Здесь по правому берегу на протяжении шестидесяти грейлстоунов (или же шестидесяти миль) жили невысокие щуплые, темнокожие и темноволосые люди. Они говорили на языке, который, по мнению Руаха, относился к хамитосемитской группе. На. Земле эти люди обитали где-то в Северной Африке или Месопотамии, когда эти районы еще не были
— Котел, в котором смешиваются и сплавляются народы и времена, — заметил как-то Фригейт по поводу принципов расселения возрожденного человечества в долине. — Очевидно, мы присутствуем при величайшем социальном и антропологическом эксперименте.
Его утверждение не было слишком смелым. Казалось, людей различных племен и рас специально перемешали так, чтобы они могли научить чему-нибудь друг друга. Иногда чуждым группам населения удавалось достигнуть взаимопонимания и жить относительно спокойно. В других случаях дело кончалось кровавой резней, во время которой слабейшие или полностью уничтожались, или обращались в рабство.
После Воскрешения некоторое время всюду царила анархия. Шел процесс адаптации; люди образовывали маленькие группы с целью самозащиты и утверждения своих прав на небольшие клочки земли. Затем на первый план вышли прирожденные лидеры и политики; к ним пристраивались эпигоны, выбирая вождя по своему вкусу... или, чаще, вожди сами рекрутировали подходящих сторонников.
В результате возникали различные политические системы, одной из которых было порабощение части чашевладельцев. Группа, доминирующая в некоторой области, держала остальное население в положении заключенных. Хозяева давали своим рабам достаточно еды, чтобы те не умерли с голода, — ведь чаша мертвого раба становилась бесполезной. Но лучшая часть пищи, а также сигары, сигареты, марихуана, спиртное и Жвачка Сновидений отбирались.

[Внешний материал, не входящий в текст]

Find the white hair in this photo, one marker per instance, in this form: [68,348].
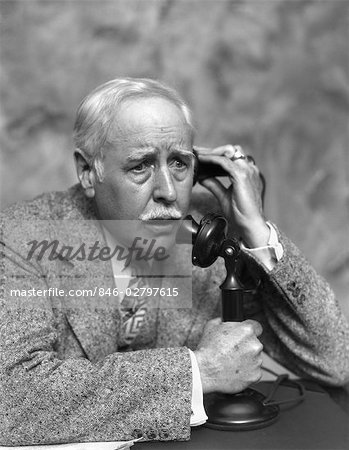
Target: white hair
[96,114]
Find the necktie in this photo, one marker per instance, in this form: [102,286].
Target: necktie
[133,309]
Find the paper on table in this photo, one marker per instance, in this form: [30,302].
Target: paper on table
[117,445]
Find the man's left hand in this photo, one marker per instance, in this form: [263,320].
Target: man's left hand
[241,202]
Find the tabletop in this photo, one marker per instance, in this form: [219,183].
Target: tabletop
[315,423]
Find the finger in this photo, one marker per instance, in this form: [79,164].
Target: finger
[257,327]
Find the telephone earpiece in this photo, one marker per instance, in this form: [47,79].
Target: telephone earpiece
[196,167]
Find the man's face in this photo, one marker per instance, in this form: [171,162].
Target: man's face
[148,170]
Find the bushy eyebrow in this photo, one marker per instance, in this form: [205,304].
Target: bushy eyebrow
[146,152]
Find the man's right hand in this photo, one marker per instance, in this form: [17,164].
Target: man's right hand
[229,355]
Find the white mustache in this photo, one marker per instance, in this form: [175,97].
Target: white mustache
[162,213]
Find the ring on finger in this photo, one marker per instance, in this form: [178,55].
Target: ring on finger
[238,153]
[250,159]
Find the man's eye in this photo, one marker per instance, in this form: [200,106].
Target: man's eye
[141,167]
[179,164]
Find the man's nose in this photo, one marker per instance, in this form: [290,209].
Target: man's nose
[164,188]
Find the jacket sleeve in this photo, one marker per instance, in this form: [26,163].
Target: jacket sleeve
[44,399]
[304,328]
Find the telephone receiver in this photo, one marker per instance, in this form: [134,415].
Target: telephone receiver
[248,409]
[204,170]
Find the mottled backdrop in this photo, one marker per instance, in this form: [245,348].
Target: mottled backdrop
[270,75]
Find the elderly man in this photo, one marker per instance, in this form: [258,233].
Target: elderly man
[83,371]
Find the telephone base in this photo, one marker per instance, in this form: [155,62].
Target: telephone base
[239,412]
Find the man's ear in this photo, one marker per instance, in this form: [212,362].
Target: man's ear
[85,172]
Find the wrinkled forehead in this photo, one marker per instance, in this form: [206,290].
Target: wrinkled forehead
[147,121]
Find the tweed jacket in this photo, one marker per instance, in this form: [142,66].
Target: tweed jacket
[63,377]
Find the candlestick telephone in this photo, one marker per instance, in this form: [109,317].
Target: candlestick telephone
[249,409]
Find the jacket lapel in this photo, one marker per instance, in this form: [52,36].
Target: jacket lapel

Раз тридцать во время долгого пути экипаж «Хаджи» подвергался риску попасть в руки рабовладельцев. Это могло случиться при любой высадке на берег для зарядки чаш. Но Бартон и его люди были всегда начеку, когда попадали в такие районы. Часто их предупреждали об опасности жители соседних государств. И, тем не менее можно было насчитать два десятка эпизодов, когда посланные с берега лодки пытались нагнать «Хаджи» и катамаран с трудом спасался от абордажа. Пять раз Бартону приходилось поворачивать обратно и уходить от преследования вниз по течению. Его катамаран обычно превосходил в скорости вражеские суда, которые к тому же не стремились пересекать границу своей области. Затем, дождавшись ночи, «Хаджи» возвращался, чтобы миновать опасный участок под покровом темноты.

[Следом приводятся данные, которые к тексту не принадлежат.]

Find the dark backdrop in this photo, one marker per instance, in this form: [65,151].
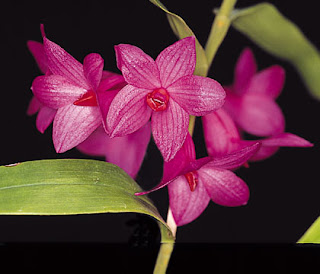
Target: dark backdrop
[284,189]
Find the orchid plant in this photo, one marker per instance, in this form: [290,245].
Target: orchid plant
[117,114]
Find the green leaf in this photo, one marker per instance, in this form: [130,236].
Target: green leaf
[72,186]
[312,235]
[181,30]
[273,32]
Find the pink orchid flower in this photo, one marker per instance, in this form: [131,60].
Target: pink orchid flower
[45,114]
[164,89]
[127,152]
[222,137]
[193,183]
[80,94]
[251,99]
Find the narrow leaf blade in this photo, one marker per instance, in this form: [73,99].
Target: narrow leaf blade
[181,30]
[269,29]
[312,235]
[72,186]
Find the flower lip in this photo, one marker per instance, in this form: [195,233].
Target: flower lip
[192,179]
[158,99]
[88,99]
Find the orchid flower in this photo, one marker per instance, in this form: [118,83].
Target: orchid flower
[164,89]
[45,114]
[193,183]
[251,98]
[80,94]
[127,152]
[222,137]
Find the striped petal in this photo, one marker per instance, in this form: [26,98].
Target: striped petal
[62,63]
[55,91]
[169,129]
[128,111]
[138,68]
[224,187]
[186,205]
[197,95]
[176,61]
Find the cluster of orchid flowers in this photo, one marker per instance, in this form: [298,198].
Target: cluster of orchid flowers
[102,113]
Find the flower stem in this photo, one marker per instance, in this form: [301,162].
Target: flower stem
[218,32]
[219,29]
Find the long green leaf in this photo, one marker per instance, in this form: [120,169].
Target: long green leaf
[273,32]
[312,235]
[70,186]
[181,30]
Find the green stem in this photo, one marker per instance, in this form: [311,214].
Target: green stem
[219,29]
[218,32]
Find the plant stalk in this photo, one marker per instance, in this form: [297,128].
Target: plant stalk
[218,32]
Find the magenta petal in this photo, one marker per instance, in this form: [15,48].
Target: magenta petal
[197,95]
[45,118]
[186,205]
[104,99]
[37,51]
[269,82]
[260,116]
[126,152]
[169,129]
[72,125]
[263,153]
[128,111]
[224,187]
[245,69]
[286,140]
[220,133]
[62,63]
[177,60]
[34,106]
[138,68]
[54,91]
[92,68]
[235,159]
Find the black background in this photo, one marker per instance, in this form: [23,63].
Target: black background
[284,189]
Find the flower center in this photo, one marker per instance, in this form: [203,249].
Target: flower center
[192,179]
[158,99]
[87,100]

Случалось так, что они не могли высадиться на сушу, так как рабовладельческие государства занимали берега Реки на большом протяжении. Тогда путешественники довольствовались урезанным рационом; если им улыбалась удача, они могли наполнить желудки выловленной в Реке рыбой.
Населявшие эту область древние семиты были достаточно терпимы к пришельцам — после того, как убедились, что команда «Хаджи» не причинит им зла. Но один русский, житель Московии восемнадцатого века, предупредил их, что на другом конце узкого потока, в который превращалась Река в скалистом ущелье, очевидно, расположены рабовладельческие государства. Он не имел о них подробной информации, так как путь по берегу преграждали обрывистые скалы. Немногие суда, которые сумели миновать канал, почти никогда не возвращались обратно. Те, которым это удавалось, приносили вести о злых людях, обитавших за горами.